Databases dictionary with 4 object(s):
	biosphere3
	ecoinvent 3.9.1 conseq
	testbiosphere
	testdb

Time to write the data on a database. 

Important: 

- The database **name should be the same** as in the excel file...

- make sure you **shut down** all other notebooks using **the same bw project** before you run this. Only one user at the time can write on a database. Otherwise you'll get a "Database locked" error.

In [6]:
t_db = bd.Database('exldb') # it works because the database name in the excel file is the same
# shut down all other notebooks using the same project
t_db.write(bw2_db)
# Error: "Not able to determine geocollections for all datasets. This database is not ready for regionalization." 
# This is because the "activity" data don't have 'location' key-value pair, but it is fine, you can add it or not.

Not able to determine geocollections for all datasets. This database is not ready for regionalization.

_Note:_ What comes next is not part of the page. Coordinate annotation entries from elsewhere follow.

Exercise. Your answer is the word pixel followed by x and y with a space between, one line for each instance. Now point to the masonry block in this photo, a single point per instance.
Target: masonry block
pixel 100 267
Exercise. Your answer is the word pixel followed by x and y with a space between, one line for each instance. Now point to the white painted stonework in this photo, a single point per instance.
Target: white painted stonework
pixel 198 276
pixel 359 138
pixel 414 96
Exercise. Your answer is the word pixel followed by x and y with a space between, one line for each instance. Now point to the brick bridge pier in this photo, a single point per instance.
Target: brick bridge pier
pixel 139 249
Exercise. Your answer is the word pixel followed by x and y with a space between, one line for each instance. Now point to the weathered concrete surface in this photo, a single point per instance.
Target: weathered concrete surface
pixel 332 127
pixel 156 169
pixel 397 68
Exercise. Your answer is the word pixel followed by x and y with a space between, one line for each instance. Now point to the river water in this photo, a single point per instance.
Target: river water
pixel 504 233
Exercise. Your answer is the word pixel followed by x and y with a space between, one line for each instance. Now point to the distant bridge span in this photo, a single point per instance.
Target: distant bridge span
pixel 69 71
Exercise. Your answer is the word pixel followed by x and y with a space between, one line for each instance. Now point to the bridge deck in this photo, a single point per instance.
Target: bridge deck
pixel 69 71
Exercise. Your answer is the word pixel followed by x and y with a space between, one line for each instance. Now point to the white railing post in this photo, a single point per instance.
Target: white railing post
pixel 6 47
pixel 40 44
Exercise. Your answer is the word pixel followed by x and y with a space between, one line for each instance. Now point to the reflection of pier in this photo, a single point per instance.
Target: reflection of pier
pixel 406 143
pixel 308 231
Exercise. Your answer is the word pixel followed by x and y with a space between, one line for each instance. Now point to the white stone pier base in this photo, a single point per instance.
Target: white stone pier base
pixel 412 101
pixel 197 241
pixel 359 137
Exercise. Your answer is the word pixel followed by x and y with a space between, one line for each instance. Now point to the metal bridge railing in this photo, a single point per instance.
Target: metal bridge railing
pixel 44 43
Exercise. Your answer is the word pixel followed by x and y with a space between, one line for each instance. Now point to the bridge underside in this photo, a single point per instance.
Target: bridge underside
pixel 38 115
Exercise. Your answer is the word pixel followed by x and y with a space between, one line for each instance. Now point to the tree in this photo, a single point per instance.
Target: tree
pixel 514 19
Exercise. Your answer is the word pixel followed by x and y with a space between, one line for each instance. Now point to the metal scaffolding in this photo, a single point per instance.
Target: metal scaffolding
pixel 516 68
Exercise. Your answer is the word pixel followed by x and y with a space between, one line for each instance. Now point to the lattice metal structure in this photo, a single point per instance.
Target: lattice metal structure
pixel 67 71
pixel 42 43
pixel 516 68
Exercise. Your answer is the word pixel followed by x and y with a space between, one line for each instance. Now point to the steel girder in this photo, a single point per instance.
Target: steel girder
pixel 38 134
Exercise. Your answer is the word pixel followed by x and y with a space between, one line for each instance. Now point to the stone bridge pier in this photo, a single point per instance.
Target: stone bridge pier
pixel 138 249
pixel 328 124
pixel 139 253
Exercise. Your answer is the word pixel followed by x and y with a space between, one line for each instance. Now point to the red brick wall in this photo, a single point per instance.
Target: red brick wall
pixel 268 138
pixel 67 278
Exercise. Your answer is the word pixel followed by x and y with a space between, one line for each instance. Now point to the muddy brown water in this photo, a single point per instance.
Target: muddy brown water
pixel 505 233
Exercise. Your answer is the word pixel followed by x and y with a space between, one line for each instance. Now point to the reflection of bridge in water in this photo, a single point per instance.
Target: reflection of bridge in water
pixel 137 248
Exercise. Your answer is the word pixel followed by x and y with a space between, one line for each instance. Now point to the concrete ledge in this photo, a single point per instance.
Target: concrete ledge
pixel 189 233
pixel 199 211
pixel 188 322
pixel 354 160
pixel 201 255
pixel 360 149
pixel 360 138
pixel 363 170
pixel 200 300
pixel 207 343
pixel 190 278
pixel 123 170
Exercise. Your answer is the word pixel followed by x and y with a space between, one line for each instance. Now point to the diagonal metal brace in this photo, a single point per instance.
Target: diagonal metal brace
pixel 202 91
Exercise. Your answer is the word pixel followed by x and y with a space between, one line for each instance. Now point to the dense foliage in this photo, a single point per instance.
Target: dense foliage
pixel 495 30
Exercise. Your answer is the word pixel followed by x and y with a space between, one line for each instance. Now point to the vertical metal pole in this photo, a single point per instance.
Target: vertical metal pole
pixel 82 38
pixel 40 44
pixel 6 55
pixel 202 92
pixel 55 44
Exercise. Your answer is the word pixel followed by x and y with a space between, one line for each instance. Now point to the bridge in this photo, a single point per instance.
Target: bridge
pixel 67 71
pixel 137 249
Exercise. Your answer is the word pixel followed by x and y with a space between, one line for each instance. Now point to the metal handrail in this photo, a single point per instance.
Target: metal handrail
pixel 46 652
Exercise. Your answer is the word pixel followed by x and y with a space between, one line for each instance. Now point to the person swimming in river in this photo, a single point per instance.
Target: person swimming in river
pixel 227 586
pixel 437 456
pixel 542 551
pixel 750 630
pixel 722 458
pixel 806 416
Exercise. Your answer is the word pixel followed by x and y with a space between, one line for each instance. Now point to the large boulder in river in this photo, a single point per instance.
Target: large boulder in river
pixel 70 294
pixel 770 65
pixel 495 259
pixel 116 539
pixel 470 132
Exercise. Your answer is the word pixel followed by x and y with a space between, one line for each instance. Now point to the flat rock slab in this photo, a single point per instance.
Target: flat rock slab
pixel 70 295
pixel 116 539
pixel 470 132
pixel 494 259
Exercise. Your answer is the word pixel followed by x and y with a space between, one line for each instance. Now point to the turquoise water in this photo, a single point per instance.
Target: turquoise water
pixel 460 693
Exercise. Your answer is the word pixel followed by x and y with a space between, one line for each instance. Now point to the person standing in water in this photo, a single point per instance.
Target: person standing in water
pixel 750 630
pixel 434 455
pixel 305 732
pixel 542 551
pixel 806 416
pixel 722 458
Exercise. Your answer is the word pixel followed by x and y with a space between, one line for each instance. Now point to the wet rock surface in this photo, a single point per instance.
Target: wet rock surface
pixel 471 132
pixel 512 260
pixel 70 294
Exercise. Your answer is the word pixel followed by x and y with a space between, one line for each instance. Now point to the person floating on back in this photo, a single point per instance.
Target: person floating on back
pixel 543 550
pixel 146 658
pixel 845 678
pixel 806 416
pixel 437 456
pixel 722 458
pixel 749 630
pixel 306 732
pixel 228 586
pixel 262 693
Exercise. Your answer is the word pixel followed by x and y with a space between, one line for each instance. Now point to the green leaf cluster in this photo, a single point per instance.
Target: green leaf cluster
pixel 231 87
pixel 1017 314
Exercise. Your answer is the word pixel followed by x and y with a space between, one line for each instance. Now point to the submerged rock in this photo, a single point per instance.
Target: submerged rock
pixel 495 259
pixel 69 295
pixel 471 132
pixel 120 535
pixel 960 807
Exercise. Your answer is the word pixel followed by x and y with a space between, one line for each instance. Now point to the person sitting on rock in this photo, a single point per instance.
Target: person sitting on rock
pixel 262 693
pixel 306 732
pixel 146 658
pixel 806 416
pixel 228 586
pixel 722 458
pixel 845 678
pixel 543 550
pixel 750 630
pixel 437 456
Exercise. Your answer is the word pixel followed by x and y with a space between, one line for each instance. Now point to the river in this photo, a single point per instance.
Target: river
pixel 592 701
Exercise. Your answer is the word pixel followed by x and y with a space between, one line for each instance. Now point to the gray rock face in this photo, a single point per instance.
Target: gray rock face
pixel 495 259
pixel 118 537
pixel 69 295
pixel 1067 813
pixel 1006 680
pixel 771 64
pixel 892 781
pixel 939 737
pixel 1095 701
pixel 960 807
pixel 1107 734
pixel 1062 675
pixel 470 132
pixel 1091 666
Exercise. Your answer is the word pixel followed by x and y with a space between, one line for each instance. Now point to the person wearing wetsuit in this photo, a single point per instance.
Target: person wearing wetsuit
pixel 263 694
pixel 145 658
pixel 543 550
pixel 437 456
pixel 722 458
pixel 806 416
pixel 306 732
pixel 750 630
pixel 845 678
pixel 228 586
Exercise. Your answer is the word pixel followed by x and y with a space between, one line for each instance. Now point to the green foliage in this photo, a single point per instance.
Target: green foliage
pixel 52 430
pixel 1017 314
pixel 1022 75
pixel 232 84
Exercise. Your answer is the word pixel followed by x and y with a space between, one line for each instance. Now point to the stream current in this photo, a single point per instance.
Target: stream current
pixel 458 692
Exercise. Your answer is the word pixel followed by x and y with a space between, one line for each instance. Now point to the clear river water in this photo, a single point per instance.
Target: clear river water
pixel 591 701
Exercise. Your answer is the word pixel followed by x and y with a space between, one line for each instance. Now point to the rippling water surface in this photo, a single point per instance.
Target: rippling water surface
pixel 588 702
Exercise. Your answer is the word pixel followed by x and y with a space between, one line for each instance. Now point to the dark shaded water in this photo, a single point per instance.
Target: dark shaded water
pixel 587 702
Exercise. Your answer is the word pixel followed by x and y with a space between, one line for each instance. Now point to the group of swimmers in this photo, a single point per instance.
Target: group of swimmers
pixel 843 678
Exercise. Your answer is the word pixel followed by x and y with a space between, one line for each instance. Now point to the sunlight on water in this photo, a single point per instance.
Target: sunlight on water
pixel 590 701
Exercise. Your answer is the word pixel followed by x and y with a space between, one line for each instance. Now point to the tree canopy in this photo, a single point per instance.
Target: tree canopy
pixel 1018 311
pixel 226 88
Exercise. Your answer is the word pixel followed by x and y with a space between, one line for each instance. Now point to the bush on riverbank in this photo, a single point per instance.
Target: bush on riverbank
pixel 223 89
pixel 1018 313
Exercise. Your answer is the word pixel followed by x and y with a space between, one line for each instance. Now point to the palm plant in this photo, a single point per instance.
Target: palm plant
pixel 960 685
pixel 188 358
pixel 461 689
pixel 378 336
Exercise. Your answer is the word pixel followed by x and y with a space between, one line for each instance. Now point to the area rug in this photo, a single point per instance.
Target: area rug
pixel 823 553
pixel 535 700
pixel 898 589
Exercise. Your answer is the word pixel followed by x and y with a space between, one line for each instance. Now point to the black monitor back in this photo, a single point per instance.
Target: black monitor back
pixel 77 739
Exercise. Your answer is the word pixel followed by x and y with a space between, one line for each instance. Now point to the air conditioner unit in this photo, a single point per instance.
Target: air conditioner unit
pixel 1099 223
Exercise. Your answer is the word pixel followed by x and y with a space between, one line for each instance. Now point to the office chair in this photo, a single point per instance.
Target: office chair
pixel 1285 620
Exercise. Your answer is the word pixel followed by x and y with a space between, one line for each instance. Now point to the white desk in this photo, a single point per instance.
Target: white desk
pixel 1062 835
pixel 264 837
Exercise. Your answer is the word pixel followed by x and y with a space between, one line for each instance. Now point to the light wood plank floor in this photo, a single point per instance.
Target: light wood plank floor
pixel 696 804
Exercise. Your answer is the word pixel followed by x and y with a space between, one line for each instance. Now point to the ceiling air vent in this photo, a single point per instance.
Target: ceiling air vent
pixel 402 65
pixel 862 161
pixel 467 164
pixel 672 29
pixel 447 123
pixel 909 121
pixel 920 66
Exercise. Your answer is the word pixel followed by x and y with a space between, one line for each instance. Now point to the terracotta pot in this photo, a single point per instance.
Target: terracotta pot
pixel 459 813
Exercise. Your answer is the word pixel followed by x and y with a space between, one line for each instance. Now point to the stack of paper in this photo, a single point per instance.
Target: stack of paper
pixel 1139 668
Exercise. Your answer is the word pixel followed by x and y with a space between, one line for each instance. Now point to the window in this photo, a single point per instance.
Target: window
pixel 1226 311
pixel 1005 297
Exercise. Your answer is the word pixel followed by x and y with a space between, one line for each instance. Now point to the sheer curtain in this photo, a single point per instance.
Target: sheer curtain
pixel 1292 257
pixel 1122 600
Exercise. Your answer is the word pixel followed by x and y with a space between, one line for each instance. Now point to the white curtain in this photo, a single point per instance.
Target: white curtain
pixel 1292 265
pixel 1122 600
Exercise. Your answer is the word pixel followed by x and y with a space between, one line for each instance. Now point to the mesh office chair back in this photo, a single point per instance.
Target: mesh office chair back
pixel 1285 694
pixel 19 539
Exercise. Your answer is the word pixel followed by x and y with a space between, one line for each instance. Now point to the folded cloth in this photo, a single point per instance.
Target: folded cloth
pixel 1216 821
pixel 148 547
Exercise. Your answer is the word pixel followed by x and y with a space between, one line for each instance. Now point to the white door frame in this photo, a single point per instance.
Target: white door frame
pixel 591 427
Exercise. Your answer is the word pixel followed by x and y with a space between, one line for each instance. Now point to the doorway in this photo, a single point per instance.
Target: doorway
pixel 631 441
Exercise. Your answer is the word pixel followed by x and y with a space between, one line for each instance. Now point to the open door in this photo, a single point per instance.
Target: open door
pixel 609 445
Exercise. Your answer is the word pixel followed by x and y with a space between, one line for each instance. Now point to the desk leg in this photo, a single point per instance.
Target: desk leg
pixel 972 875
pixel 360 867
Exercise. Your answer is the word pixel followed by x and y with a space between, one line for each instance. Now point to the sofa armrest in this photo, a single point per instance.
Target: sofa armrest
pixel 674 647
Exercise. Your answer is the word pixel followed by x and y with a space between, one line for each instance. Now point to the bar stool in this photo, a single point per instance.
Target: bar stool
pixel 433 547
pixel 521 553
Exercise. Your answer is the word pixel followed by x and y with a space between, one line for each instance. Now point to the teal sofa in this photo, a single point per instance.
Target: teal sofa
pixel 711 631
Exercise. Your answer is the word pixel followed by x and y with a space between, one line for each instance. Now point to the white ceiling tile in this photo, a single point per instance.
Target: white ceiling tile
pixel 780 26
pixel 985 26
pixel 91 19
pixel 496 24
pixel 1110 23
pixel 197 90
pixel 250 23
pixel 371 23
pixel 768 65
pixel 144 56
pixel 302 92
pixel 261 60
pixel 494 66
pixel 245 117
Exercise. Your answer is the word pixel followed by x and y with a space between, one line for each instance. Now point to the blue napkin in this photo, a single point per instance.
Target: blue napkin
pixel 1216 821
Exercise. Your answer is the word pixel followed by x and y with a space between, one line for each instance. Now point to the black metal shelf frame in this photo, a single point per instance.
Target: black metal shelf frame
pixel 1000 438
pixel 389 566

100%|███████████████████████████████████████████| 4/4 [00:00<00:00, 2514.19it/s]

Vacuuming database 





In [7]:
bd.databases # It worked

Databases dictionary with 5 object(s):
	biosphere3
	ecoinvent 3.9.1 conseq
	exldb
	testbiosphere
	testdb

Give a look at your imported database

In [8]:
[print(act) for act in t_db]  # check more stuff 
print('---------')
[[print(act, exc) for exc in list(act.exchanges())]for act in t_db]  # check more stuff 
print('---------')
[[print(exc.uncertainty) for exc in list(act.exchanges())]for act in t_db]  # check more stuff


'Electricity production' (﻿kilowatt hour, None, None)
'Crude oil' (kilogram, None, None)
'Sulphur dioxide' (kilogram, None, None)
'Fuel production' (kilogram, None, None)
---------
'Electricity production' (﻿kilowatt hour, None, None) Exchange: 10.0 ﻿kilowatt hour 'Electricity production' (﻿kilowatt hour, None, None) to 'Electricity production' (﻿kilowatt hour, None, None)>
'Electricity production' (﻿kilowatt hour, None, None) Exchange: 2.0 kilogram 'Fuel production' (kilogram, None, None) to 'Electricity production' (﻿kilowatt hour, None, None)>
'Electricity production' (﻿kilowatt hour, None, None) Exchange: 1.0 kilogram 'Carbon dioxide, fossil' (kilogram, None, ('air',)) to 'Electricity production' (﻿kilowatt hour, None, None)>
'Electricity production' (﻿kilowatt hour, None, None) Exchange: 0.1 kilogram 'Sulphur dioxide' (kilogram, None, None) to 'Electricity production' (﻿kilowatt hour, None, None)>
'Fuel production' (kilogram, None, None) Exchange: 100.0 kilogram 'Fuel production' 

[[None, None, None, None, None], [], [], [None, None, None, None]]

In [9]:
myact = bd.Database("exldb").get('Fuel production')
exchanges = list(myact.exchanges())

Let's check if calculations work

In [10]:
mymethod = ('IPCC 2013', 'climate change', 'global warming potential (GWP100)')
el = t_db.get("Electricity production")
functional_unit = {el: 1000}
lca = bc.LCA(functional_unit, mymethod)
lca.lci()
lca.lcia()
print(lca.score)

324.1823668256106


# Question
Do you think this results includes all emissions you have imported from the excel file?

# Group exercise 

### (This is for the portfolio you don't need to do it now, we'll start it during the online lecture) 
Prepare your own product system in excel, linked to biosphere3 and ecoinvent, and import it. Run calculations to see if it works as expected. Send all the code and data to another group and see if they can reproduce your results, in that case, the exercise will be a success. Get feedback from other group on your code and what difficulties they had in reading and running it.